The air is cleaner, my view is greener and it’s got nothing to do with net zero emissions by 2050.
A colleague has moved into my work space and he’s arrived with plants. Looking like a sharply-dressed nursery worker, he lugged about twenty photosynthetic friends of various sizes into our shared work pod. 50 shades of green.
All different, all lush, like a corporate forest featuring long slender leaves, delicate vines, green pearls and petals splashed with white.
Variegated and very welcome. COP26 it ain’t, but it’s certainly a living breathing demonstration of what happens when someone values the environment.
Devil’s Ivy, Snake Plant, Fiddle Leaf, Peace Lily, Swiss Cheese Plant. Is he making those names up? I don’t even care, all I know is the open-air office has never looked or smelled so good.
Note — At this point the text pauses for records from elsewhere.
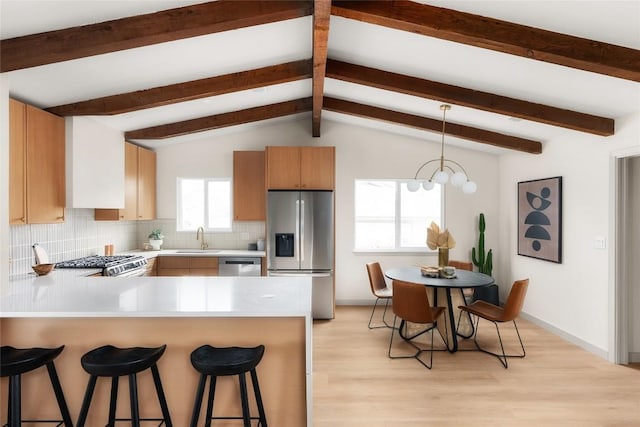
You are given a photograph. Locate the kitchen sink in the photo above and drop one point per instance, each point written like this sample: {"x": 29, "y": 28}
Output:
{"x": 197, "y": 251}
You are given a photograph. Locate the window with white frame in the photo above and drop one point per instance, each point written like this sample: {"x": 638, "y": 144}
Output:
{"x": 205, "y": 202}
{"x": 389, "y": 217}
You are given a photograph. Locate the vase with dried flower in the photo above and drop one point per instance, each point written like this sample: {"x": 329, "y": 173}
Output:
{"x": 441, "y": 240}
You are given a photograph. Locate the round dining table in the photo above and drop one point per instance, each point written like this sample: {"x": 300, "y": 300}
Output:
{"x": 463, "y": 279}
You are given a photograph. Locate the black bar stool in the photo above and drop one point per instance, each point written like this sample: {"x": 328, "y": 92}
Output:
{"x": 13, "y": 363}
{"x": 215, "y": 362}
{"x": 110, "y": 361}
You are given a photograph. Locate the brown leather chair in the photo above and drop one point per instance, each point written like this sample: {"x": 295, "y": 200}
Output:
{"x": 496, "y": 314}
{"x": 411, "y": 304}
{"x": 380, "y": 290}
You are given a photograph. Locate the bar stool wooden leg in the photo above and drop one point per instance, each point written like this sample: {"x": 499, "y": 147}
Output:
{"x": 198, "y": 400}
{"x": 161, "y": 397}
{"x": 212, "y": 393}
{"x": 244, "y": 400}
{"x": 133, "y": 398}
{"x": 57, "y": 389}
{"x": 86, "y": 402}
{"x": 112, "y": 402}
{"x": 256, "y": 390}
{"x": 15, "y": 410}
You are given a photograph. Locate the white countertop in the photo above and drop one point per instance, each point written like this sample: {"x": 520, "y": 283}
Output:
{"x": 70, "y": 293}
{"x": 196, "y": 252}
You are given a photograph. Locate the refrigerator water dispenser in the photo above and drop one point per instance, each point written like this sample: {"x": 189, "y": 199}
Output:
{"x": 284, "y": 245}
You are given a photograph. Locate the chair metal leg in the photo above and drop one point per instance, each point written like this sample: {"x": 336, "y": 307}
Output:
{"x": 384, "y": 314}
{"x": 501, "y": 357}
{"x": 419, "y": 350}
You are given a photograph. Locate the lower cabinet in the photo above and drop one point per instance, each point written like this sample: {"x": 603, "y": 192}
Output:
{"x": 187, "y": 266}
{"x": 151, "y": 267}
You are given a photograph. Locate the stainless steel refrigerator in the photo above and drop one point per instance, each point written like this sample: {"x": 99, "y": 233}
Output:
{"x": 300, "y": 242}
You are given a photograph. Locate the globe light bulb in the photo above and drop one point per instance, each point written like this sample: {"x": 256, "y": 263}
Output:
{"x": 469, "y": 187}
{"x": 458, "y": 179}
{"x": 441, "y": 177}
{"x": 428, "y": 185}
{"x": 413, "y": 185}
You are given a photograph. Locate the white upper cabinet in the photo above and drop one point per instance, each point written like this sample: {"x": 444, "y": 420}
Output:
{"x": 95, "y": 164}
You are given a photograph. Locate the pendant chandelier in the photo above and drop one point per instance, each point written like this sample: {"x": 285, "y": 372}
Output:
{"x": 440, "y": 175}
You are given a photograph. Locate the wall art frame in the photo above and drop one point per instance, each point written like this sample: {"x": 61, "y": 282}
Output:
{"x": 540, "y": 219}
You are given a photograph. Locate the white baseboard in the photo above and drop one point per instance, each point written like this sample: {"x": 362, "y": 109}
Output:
{"x": 633, "y": 357}
{"x": 566, "y": 336}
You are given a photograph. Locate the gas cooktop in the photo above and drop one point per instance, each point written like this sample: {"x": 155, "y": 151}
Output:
{"x": 113, "y": 265}
{"x": 94, "y": 261}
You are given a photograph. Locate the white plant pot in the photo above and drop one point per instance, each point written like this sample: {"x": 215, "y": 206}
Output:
{"x": 155, "y": 244}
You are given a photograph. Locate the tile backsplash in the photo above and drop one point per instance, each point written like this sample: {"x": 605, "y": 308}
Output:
{"x": 80, "y": 235}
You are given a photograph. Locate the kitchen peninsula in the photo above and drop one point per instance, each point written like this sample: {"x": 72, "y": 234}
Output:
{"x": 67, "y": 307}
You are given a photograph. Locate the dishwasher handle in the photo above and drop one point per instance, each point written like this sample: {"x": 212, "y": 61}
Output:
{"x": 239, "y": 261}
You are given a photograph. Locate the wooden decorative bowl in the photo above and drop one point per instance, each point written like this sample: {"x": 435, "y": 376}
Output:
{"x": 43, "y": 269}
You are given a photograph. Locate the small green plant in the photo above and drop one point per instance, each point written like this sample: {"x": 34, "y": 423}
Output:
{"x": 156, "y": 234}
{"x": 484, "y": 261}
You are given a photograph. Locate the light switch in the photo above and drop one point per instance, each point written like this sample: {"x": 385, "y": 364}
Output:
{"x": 600, "y": 243}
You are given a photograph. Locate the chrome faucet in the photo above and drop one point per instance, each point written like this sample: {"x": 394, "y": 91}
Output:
{"x": 200, "y": 232}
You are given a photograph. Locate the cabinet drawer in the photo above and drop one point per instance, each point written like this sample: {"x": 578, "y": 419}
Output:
{"x": 203, "y": 262}
{"x": 203, "y": 272}
{"x": 173, "y": 272}
{"x": 173, "y": 262}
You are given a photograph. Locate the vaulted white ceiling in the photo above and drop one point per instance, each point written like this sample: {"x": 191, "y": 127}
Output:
{"x": 352, "y": 41}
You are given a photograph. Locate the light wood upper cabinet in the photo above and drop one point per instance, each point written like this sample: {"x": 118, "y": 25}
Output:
{"x": 300, "y": 168}
{"x": 317, "y": 168}
{"x": 146, "y": 184}
{"x": 37, "y": 156}
{"x": 139, "y": 187}
{"x": 248, "y": 186}
{"x": 17, "y": 163}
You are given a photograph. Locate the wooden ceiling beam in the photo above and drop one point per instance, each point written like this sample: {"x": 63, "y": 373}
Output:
{"x": 222, "y": 120}
{"x": 321, "y": 16}
{"x": 188, "y": 91}
{"x": 143, "y": 30}
{"x": 494, "y": 34}
{"x": 465, "y": 132}
{"x": 470, "y": 98}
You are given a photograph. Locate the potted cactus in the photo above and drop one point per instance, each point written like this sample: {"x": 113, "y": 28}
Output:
{"x": 484, "y": 261}
{"x": 481, "y": 259}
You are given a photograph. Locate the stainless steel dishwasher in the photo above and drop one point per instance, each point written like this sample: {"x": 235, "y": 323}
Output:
{"x": 239, "y": 266}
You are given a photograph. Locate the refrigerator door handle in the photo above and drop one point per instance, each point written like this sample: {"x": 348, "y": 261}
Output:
{"x": 298, "y": 240}
{"x": 302, "y": 242}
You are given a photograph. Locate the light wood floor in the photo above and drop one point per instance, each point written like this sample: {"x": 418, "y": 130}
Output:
{"x": 557, "y": 384}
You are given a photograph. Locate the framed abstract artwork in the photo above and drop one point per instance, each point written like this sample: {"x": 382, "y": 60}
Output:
{"x": 540, "y": 219}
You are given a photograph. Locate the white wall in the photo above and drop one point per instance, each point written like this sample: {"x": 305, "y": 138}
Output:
{"x": 4, "y": 180}
{"x": 572, "y": 296}
{"x": 360, "y": 153}
{"x": 633, "y": 272}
A long-necked watering can sits on my colleague’s book shelf. You can hear him quietly misting leaves with his spray bottle at lunch time and snipping stems when foliage surgery is required.
Occasionally shrubs that look sick or bedraggled disappear for stints in his flora hospital at home. My work mate even has a moisture detection stick that he’ll randomly plunge into the dirt of the little Peperomia that sits on my desk. Shockingly helpful.
It’s a skill and a hobby and a pet all in one. And my friend is not alone in his deeply rooted obsession.
The pandemic has spurred on a plantdemic.
Indoor plants are booming. Nursery love is blooming.
Last year, Australians broke a record by buying more plants than ever. We spent $2.6billion on more than 2 billion plants.
Wonder how many are still alive? Not everyone has green thumbs. It’s an industry now with a serious stake in the economy.
The horticulture sector employs more than 23,000 people across 1600 businesses. A former journalist I spoke to recently packed up her keyboard for a career in forest bathing. She’s happier than ever.
Baby Boomers are bewildered by what this new generation of plant lovers will spend on a Monstera Deliciosa. Whatever happened to seeds or seedlings they ask. What about patience?
Nope, this is cashed-up flower power is prepared to pay for instant beauty. Fifty bucks for a Fiddle Leaf Fig is a bargain.
This year, a plant with nine leaves reportedly sold for $27,000 in New Zealand. It was a rare white variegated Rhaphidophora Tetrasperma. I can think of some other colourful words I’d use to describe that particular purchase.
This weekend, the Prime Minister flies to COP26, the United Nations Climate Conference to highlight Australia’s contribution to the global environment. This crucial temperature check will determine how the world will act in response to climate change.
You don’t have to understand complex carbon calculations or the phase out of fossil fuels to see the world turning to renewables. The science is clear, Australia’s response not so much. This is one instance where the Prime Minister could indeed hold a hose.